Diskusi tentang cinta bukanlah suatu hal yang baru di dalam ziarah pemikiran manusia akan tetapi tetap menjadi tema yang selalu hangat dibicarakan dan diolah. Selalu hangat bukan karena tema ini sulit untuk dicerna oleh rasio manusia melainkan karena sungguh ada dalam hidup manusia dan harus ada dalam diri manusia itu sendiri. Cinta itu sudah dialami dan ada dalam hidup manusia sejak dia belum dilahirkan, dilahirkan dan hingga manusia itu harus meninggalkan kemanusiaannya. Cinta itu bukan soal pemberian melainkan sudah ada dalam diri manusia sejak dia ada dan menjadi bagian dari kodrat manusia itu sendiri. Dengan kata lain, manusia ada hanyalah karena cinta lepas dari bagaimana itu dimengerti, bagaimana dia dijadikan, dan lepas dari pengalamannya ketika dia berada dalam dunia.

Membuka hati dan pikiran untuk cinta bukan berarti bahwa cinta itu belum ada dalam diri manusia melainkan suatu ajakan untuk semakin menyadari akan keberadaan cinta itu. Nah, cinta yang bagaimana yang dimaksud? Apakah cinta dimaksud adalah cinta dalam kata benda “cinta”? Untuk menjawa kedua pertanyaan ini, mari kita sama-sama masuk ke dalam alam pemikiran seorang tokoh yang telah mencoba merumuskan cinta itu secara lebih jelas dalam bukunya “On Religion”. Dia adalah John David Caputo, seorang filsuf Amerika.

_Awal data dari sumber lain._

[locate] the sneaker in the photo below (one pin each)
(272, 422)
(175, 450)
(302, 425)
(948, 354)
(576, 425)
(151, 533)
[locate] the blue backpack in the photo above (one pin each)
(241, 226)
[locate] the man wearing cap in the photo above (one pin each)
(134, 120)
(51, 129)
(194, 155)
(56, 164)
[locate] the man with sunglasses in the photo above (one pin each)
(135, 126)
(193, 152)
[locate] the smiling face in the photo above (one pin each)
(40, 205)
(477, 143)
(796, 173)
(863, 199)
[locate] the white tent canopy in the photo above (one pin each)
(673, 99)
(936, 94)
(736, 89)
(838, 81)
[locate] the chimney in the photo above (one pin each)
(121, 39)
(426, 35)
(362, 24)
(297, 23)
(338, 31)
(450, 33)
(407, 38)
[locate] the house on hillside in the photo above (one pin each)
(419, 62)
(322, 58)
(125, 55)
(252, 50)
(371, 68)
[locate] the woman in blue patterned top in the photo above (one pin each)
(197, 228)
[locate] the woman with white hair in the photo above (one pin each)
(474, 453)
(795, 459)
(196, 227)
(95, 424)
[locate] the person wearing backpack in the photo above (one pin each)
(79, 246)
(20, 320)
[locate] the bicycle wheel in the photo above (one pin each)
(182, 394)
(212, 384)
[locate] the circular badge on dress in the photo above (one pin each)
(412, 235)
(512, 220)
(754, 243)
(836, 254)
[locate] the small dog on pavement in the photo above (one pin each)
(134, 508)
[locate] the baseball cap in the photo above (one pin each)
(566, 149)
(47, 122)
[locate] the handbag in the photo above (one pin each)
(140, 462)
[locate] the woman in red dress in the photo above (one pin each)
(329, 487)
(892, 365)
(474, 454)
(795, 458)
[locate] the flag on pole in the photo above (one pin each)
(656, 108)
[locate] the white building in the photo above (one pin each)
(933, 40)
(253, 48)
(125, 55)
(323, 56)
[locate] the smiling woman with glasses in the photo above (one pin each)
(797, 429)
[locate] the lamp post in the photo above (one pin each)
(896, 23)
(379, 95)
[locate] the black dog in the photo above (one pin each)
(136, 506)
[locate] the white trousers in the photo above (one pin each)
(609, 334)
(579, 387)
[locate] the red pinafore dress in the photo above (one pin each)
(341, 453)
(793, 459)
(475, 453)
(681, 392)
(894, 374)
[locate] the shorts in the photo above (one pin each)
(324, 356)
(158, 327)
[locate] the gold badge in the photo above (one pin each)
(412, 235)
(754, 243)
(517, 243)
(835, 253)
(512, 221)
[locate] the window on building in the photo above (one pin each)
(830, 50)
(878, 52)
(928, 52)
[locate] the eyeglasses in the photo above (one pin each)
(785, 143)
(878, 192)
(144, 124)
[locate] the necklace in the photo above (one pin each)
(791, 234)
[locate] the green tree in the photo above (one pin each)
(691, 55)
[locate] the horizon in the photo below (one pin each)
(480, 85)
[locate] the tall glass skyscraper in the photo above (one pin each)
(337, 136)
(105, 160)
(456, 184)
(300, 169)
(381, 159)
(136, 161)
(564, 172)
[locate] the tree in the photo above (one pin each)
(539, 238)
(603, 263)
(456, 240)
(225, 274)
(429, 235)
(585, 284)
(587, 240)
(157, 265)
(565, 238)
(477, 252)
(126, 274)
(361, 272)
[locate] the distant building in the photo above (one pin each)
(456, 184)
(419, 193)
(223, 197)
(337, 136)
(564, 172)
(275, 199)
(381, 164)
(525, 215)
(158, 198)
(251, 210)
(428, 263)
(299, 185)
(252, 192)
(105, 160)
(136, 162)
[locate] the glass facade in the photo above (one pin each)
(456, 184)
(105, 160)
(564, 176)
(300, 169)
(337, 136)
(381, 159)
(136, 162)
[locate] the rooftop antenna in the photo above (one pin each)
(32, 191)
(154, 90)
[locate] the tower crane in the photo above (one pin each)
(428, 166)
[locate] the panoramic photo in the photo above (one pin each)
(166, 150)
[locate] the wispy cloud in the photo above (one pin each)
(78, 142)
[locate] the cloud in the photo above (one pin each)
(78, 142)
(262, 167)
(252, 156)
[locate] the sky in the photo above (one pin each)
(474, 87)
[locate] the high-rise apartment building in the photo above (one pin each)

Menurut Caputo cinta memiliki arti sebuah pemberian yang utuh, sebuah komitmen tanpa syarat. Totalitas menjadi suatu syarat penting dalam mencintai sehingga tidak ada istilah setengah-setengah atau mencintai dengan sedang-sedang saja, sampai batas tertentu sembari mencari yang lebih baik. Totalitas ini dipertegas lagi dengan sebuah komitmen tanpa syarat yang membawa manusia itu masuk dalam suatu ketegasan hati untuk menerima yang dicintai apa adanya. Dengan demikian, cinta itu bukanlah suatu investasi demi masa depan “aku mencintai supaya..” melainkan suatu sebuah komitmen pada apa pun yang terjadi di masa depan. Caputo memberikan suatu ilustrasi menarik dari cinta yang tak bersyarat ini:

 

“Jika seorang istri menceraikan suaminya karena ia gagal dalam profesinya dan gajinya tidak mencapai standar yang ia impikan saat belum nikah dulu, jika ia mengeluh bahwa suaminya tidak berusaha mati-matian demi “tawar-menawar” tertentu, sudah pasti itu bukanlah komitmen yang tak bersyarat, sebentuk janji sampai-mati-memisahkan-kita yang dikatakan dalam cinta dan janji pernikahan”.[1]

 

Sang istri menampilkan suatu ungkapan cinta yang dipenuhi dengan syarat-syarat dan kontrak-kontrak terhadap suaminya. Dia tidak memiliki cinta yang sesungguhnya yang telah diucapkan pada saat pernikahan itu. Cintanya hilang bersama dengan tidak terkabulnya impian-impian indahnya. Cinta dipudarkan oleh rasa kecewa terhadap suaminya. Sesungguhnya dia belum memiliki cinta yang sesugguhnya. Ketika cinta itu sungguh merupakan suatu ekses tak bersyarat maka “para pecinta adalah mereka yang melampaui sekedar kewajiban, yang mencari cara-cara lain untuk melakukan sesuatu melebihi yang diharapkan darinya.” [2] Mereka tidak hanya akan melakukan seperti yang diminta melainkan berusaha melakukan yang lebih, melampaui apa yang diminta untuk dilakukan. Mereka bekerja bukan hanya untuk memenuhi kewajiban semata-mata tapi lebih dalam dari situ. Cinta menuntut suatu yang lebih yang tidak kadang secara logis tidak mungkin. Dari penjelasan ini, Caputo merumuskan premis pertamanya bahwa bagi cinta, ketidakmungkinan menjadi wilayah yang paling mungkin dan di sanalah wilayah cinta sejati, Cinta kasih Tuhan.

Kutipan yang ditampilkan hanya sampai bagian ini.